US stocks reversed course suddenly yesterday and drifted lower as chatter on the internet speculated that early exit polls had Senator John Kerry leading the presidential election in key swing states.
The Dow Jones industrial average was down 42 points, or 0.42 per cent, at 10,012. Other indices were also fractionally off.
The Dow Jones and S&P 500 had been higher for most of the session, heading for a sixth straight day of gains, on falling oil prices and growing certainty that there would be a clear winner to the US presidential poll. But it turned south sharply just after lunch on the exit poll speculation.
"What we are hearing is that there is some feedback coming back from Ohio, that there could be a closer outcome out there or John Kerry could even potentially win that state," said Mr Evan Olsen, head of equity trading at Stephens.
Turnout was unusually high as Americans voted to decide whether Republican incumbent President George W. Bush or Mr Kerry, his Democrat rival, would be the next US president.

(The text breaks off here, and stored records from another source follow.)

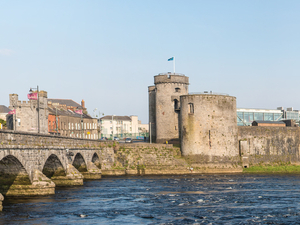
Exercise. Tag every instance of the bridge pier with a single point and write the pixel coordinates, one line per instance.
(1, 199)
(93, 172)
(73, 177)
(41, 185)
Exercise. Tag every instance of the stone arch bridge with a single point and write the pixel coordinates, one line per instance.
(33, 164)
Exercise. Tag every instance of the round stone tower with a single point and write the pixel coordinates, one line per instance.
(209, 127)
(168, 89)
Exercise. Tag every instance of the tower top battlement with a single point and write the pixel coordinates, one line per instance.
(171, 78)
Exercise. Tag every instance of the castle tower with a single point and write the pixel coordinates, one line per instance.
(209, 127)
(164, 105)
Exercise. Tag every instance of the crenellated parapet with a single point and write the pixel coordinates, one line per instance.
(171, 78)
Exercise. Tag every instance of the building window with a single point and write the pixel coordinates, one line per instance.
(176, 104)
(191, 108)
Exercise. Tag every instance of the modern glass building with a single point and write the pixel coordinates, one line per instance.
(245, 117)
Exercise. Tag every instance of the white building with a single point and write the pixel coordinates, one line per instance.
(120, 126)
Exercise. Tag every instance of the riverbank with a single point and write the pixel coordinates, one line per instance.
(280, 168)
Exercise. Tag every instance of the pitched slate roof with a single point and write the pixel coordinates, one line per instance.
(4, 109)
(62, 112)
(116, 118)
(67, 102)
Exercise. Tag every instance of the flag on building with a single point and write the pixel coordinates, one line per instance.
(12, 111)
(79, 111)
(32, 96)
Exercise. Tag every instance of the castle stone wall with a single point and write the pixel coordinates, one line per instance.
(268, 145)
(169, 88)
(152, 110)
(209, 126)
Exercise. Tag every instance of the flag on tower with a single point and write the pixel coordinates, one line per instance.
(12, 111)
(79, 111)
(32, 96)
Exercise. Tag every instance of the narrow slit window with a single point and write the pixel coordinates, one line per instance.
(191, 108)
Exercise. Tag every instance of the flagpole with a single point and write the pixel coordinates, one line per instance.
(174, 64)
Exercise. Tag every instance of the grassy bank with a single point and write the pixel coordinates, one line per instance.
(273, 169)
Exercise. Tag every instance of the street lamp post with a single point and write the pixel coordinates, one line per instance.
(112, 124)
(38, 105)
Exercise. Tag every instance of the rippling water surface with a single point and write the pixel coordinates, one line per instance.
(190, 199)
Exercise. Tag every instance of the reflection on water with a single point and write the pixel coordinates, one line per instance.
(198, 199)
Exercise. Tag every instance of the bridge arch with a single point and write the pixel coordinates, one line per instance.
(96, 160)
(53, 167)
(79, 163)
(12, 172)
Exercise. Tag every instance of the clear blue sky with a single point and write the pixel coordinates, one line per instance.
(107, 52)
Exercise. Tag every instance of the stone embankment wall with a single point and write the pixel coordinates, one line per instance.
(145, 158)
(269, 145)
(19, 139)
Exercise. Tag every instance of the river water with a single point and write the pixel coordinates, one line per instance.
(189, 199)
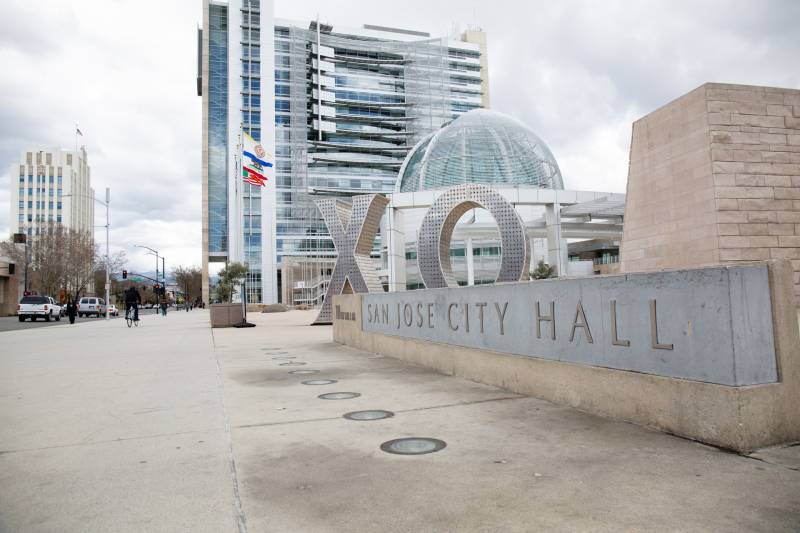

The price of US crude held near $50 (€39.28), slipping under that mark for the second day in a row during intraday trade, after spending most of October above that price.
NYMEX December crude was down 51 cents at $49.62 a barrel. Just four days ago, crude was trading close to $56 per barrel.
A Kerry victory could affect defence and healthcare stocks, said Mr John O'Donoghue, managing director of listed trading at CSFB.
General Dynamics fell $2.19, or 2 per cent, to $100.15. The company was seen as a Bush stock since it makes hardware like military vehicles and ships. It was the biggest percentage decliner in the S&P defence index.
The tech-heavy Nasdaq composite index had been up more than 1 per cent, while the blue-chip Dow Jones industrial average and the broader benchmark Standard & Poor's 500 index were up at least 0.6 per cent when markets dived in late afternoon trading. The Dow lost about 60 points in 18 minutes.
Traders said that part of the slide was due to internet blogs indicating that Kerry was ahead in key swing states.
"That's what we're hearing," said Ms Lisa Hansen, head trader at Transamerica Investment Management. "Apparently the blogs are saying that Kerry is ahead in one or two of the swing states and that's why the market dipped."
Mr Keith Keenan, vice-president of institutional trading at brokerage Wall Street Access, said he'd heard vague rumours that early exit polls out of Ohio and Florida favoured Mr Kerry.